The founder of a Family Investment Company can transfer cash or assets into a limited company in return for a loan or shares. As the founder is receiving value in return there are no IHT implications of the transfer. Conversely, if assets are transferred, and they stand at a capital gain, CGT may be payable unless holdover relief is available. In addition, if property is transferred into an FIC, stamp duty land tax may be chargeable on commercial property worth more than £150K.

2. Control

An FIC is owned by shareholders. The founder of an FIC can have shares in it and on creation would transfer shares to other members of the family. There is likely to be some flexibility of control and rights with the use of different share classes so that the founder can retain voting control and other shareholders having similar or varying rights to capital and income.

3. Income

FICs pay corporation tax at 19% and, for FICs owning shares; dividends are exempt from corporation tax. Therefore an FIC allows income retained to grow wealth tax efficiently.

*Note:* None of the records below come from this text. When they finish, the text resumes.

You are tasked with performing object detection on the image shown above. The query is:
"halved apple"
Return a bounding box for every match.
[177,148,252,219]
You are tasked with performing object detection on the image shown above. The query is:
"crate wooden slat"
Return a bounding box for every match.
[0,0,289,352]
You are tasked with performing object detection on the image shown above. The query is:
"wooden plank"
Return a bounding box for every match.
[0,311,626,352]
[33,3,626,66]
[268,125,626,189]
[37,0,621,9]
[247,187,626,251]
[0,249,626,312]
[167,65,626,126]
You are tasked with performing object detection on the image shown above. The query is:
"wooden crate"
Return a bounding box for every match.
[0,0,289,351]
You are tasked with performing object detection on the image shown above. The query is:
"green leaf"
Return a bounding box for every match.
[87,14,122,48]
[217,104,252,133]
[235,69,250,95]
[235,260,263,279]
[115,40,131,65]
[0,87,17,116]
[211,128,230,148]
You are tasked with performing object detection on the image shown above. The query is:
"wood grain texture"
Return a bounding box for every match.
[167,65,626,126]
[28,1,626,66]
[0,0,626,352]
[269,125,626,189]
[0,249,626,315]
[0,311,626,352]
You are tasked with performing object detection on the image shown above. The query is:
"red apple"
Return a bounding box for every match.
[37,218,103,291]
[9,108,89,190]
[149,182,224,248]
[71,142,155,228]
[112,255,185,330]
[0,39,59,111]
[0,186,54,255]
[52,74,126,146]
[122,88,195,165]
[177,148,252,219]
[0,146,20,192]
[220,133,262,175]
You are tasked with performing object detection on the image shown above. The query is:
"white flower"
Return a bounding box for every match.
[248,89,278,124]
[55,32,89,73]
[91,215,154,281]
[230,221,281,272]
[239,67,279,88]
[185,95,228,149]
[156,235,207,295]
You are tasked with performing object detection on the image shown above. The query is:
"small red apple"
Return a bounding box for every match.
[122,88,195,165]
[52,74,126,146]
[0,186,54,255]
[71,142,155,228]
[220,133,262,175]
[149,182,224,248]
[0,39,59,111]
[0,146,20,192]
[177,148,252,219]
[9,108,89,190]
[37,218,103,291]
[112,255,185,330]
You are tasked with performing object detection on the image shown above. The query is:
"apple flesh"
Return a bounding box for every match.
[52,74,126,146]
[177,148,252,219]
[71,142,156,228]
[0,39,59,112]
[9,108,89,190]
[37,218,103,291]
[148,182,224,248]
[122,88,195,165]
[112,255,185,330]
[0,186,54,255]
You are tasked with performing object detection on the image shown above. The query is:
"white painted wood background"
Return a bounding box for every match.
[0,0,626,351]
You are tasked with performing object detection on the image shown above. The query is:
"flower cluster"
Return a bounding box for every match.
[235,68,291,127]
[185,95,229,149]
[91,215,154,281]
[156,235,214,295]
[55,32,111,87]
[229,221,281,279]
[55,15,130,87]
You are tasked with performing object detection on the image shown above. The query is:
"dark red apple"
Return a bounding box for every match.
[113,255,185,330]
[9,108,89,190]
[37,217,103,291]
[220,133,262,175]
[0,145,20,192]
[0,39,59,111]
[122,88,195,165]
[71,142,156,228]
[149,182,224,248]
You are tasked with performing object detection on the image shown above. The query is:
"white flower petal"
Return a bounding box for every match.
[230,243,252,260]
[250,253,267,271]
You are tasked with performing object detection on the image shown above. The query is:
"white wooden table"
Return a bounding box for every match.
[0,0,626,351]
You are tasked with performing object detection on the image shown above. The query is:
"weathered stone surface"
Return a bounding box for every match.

The directors and shareholders of the Family Investment Company have the flexibility to decide whether to distribute any of the income as dividends to the shareholders or to retain the profits in the FIC to reduce debt or invest further.

The founder can receive income, without a tax charge, by repayment of the initial loan. The founder can also receive a salary for services and dividends can be paid to the shareholders. Dividends are chargeable to income tax on the shareholder at a rate of nil% to 38.1%.

4. Future IHT

On the creation of the Family Investment Company, the founder is unlikely to have passed much value to the next generation. The shares are worth a minimal amount because the founder has passed assets or cash into the FIC in return for a loan so the two net it each off. However, over time, the FIC will grow in value, and therefore so will the shares. The articles can be written so the children’s shares receive all growth in value, or growth over a certain level, which is both IHT efficient and can incentivise the next generation to grow the wealth. In addition, the founder can utilise the IHT annual allowance by making gifts of the loan and/or shares, to the next generation.

Unlike trusts, there are no ten yearly IHT charges. Instead, the value of shares retained will be in the shareholders estate for IHT purposes.

FICs are particularly attractive for assets expected to rise in value in the future. For example, FICs are often used for potential solar parks and property developments, where land is transferred at a low value, in consideration of a loan to the founder. The increase in value can then be held by the next generation whilst access to income and control can be retained by the founder.

Both trusts and FIC’s have their place in tax and succession planning. If the ten-year IHT charges can be managed a trust can help mitigate many generations of IHT charges whilst protecting the assets for future generations with appropriate control and supervision. In some cases, the use of trusts and Family Investment Companies are appropriate to balance control and flexibility as well as income tax efficiency across the family and business.